I will share with Dr. Gupta and get back with you. Just FYI - for the text I tried to post I did have PMID IDs in the references and will definitely include them. — Preceding unsigned comment added by 72.49.246.127 (talk) 21:11, 18 January 2016 (UTC)[reply]

Trauma[edit]

The NICE guidelines for major trauma make recommendations about traumatic pneumothorax: http://www.nice.org.uk/guidance/ng39 JFW | T@lk 13:27, 17 February 2016 (UTC)[reply]

Sources a little too old[edit]

This was placed under "Cause" however it is (1) no longer a current cause of pneumonia as is no longer done (2) the sources are old and unformated. (3) the topic was already covered in the history section. Doc James (talk · contribs · email) 17:54, 29 November 2016 (UTC)[reply]

"In the 18th century, French physicians noticed that the prognosis of patients with tuberculosis improved if the patients developed spontaneous pneumothorax.[1][2] In the late 19th century, the Italian physician Carlo Forlanini developed a technique to induce pneumothorax for therapeutic purposes, forcing the collapse of one lung in an attempt to close tuberculosis cavities.[3] This inhibited progression of the disease, because it inhibited growth of the bacilli. Patients would survive on one lung while the damaged one healed, and the damaged lung would then be reinflated. Artificial pneumothorax was independently developed in the United States, but did not gain widespread popularity there until some years later.[4][1][2] This procedure was an important part of treatment for tuberculosis until the introduction of the BCG vaccine and effective antibiotics in the 1950s. In this way, the treatment of tuberculosis laid the foundations for modern thoracic surgery.[1][2][4]"

Pneumothorax#History here is the section in which it is already discussed.
Which source supports the effectiveness of the practice? Doc James (talk · contribs · email) 17:57, 29 November 2016 (UTC)[reply]

References

  1. ^ a b c M. Rosenblatt, "Pulmonary tuberculosis: evolution of modern therapy". Bulletin of the New York Academy of Medicine v. 49 (1973), p.49:163–96.
  2. ^ a b c H. Ellis, ed. A history of surgery (London: Greenwich Medical Media, 2001), p. 264.
  3. ^ The technique is explained in detail by Dr. M. Taddei, "The Therapeutic Pneumothorax", "Pneumological antiques" website, spring 2006, accessed 29 November 2016.
  4. ^ a b A. Sakula, "Carlo Forlanini, inventor of artificial pneumothorax for treatment of pulmonary tuberculosis", Thorax v.38 (1983), p.326–32.

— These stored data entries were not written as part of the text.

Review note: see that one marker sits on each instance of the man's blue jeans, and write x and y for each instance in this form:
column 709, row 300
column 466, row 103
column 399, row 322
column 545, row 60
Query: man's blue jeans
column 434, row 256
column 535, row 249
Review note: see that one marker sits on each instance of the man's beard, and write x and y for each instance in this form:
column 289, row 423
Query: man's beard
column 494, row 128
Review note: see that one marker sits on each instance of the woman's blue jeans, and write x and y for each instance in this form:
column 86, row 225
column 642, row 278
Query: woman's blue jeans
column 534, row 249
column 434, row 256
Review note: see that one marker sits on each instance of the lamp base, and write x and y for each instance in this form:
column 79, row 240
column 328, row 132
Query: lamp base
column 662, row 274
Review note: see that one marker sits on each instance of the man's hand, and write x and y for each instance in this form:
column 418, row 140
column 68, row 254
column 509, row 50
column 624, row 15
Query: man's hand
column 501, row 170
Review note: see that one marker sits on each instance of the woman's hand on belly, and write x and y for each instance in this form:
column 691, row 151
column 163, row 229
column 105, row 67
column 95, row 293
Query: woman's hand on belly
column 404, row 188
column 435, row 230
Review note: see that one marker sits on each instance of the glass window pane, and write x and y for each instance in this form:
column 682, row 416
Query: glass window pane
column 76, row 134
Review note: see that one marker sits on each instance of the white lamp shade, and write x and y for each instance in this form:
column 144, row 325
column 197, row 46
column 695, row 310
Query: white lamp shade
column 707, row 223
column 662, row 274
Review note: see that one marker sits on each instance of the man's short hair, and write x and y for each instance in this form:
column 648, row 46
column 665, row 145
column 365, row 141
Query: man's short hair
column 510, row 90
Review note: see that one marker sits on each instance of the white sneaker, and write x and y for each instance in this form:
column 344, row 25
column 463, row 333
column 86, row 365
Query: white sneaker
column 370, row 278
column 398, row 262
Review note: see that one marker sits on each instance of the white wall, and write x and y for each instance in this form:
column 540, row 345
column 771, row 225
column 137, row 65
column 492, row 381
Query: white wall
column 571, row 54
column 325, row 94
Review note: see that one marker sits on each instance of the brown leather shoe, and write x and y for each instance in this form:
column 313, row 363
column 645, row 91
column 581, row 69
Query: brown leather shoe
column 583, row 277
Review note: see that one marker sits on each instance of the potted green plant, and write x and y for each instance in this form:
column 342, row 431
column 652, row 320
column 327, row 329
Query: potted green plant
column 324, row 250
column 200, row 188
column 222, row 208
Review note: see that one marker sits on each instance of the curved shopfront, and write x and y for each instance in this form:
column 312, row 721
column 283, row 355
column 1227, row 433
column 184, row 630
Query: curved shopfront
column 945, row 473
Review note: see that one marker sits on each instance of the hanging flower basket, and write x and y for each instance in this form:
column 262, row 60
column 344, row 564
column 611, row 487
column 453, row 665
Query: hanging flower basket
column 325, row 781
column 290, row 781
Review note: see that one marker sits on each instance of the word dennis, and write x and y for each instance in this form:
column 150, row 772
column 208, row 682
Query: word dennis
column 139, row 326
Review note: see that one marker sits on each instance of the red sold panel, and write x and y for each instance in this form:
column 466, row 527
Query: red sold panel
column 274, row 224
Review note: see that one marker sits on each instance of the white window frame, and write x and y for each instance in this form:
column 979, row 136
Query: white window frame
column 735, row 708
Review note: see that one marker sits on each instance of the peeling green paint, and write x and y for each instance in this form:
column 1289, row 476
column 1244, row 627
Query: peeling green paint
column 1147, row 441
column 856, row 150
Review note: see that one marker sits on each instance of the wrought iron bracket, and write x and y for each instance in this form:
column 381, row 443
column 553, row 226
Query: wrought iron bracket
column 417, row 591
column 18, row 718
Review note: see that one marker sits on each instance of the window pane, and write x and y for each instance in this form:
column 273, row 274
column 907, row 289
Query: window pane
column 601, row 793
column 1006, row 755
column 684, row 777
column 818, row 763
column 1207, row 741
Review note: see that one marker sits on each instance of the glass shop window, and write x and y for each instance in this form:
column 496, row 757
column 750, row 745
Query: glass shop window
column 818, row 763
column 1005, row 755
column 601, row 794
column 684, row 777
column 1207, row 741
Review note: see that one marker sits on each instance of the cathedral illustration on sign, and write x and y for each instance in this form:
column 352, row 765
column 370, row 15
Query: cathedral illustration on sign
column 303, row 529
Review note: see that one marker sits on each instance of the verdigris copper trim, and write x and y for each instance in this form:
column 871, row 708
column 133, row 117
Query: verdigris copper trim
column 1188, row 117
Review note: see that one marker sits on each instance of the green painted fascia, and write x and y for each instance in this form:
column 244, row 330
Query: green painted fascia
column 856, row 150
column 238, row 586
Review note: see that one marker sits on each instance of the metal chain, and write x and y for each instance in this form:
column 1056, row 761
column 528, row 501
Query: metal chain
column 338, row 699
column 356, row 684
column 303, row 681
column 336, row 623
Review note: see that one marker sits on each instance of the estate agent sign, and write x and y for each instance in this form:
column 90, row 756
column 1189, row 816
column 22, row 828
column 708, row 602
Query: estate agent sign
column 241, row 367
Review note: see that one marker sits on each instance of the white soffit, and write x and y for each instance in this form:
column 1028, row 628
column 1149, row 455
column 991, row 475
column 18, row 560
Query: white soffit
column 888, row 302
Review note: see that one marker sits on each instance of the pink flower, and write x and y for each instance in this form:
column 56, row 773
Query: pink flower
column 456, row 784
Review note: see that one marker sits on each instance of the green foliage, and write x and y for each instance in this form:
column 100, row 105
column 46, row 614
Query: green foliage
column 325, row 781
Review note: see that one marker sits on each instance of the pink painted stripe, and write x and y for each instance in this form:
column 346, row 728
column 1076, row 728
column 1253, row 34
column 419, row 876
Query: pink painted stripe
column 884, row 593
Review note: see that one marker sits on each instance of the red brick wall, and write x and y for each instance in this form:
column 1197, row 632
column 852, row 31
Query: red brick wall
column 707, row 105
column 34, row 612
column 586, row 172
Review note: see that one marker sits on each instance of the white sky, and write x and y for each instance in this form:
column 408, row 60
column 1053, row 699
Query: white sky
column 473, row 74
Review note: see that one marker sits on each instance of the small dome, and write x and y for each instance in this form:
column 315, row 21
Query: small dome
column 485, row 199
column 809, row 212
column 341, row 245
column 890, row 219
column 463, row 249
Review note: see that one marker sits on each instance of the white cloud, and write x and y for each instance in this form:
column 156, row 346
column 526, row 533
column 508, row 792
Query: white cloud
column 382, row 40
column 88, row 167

Open/Closed/Sucking chest wound[edit]

I made the following addition regarding pneumos of the Open/Closed/Sucking chest wound varieties [6]. I tried to remain faithful to the source which describes sucking chest wounds as a type of open pneumothorax, but is it not more accurate to say that sucking chest wounds are a type of injury which leads to an open pneumothorax? AdventurousSquirrel (talk) 23:52, 28 September 2017 (UTC)[reply]

Chest X-Ray: Sitting or lying?[edit]

It is not described how to do the X-Ray. Can someone please help? I would suggest to do it in a lying position since it releaves the the pressure on the affected lung a bit. 91.38.167.199 (talk) 08:32, 26 March 2020 (UTC)[reply]

An article very similar to this Wikipedia article[edit]

I read this article here:https://www.ncbi.nlm.nih.gov/pmc/articles/PMC4203989/. Published in 2014. Quite similar in structure and wordings when compared to this Wikipedia article. Any of you can confirm whether this is plagiarism of Wikipedia article by an external article?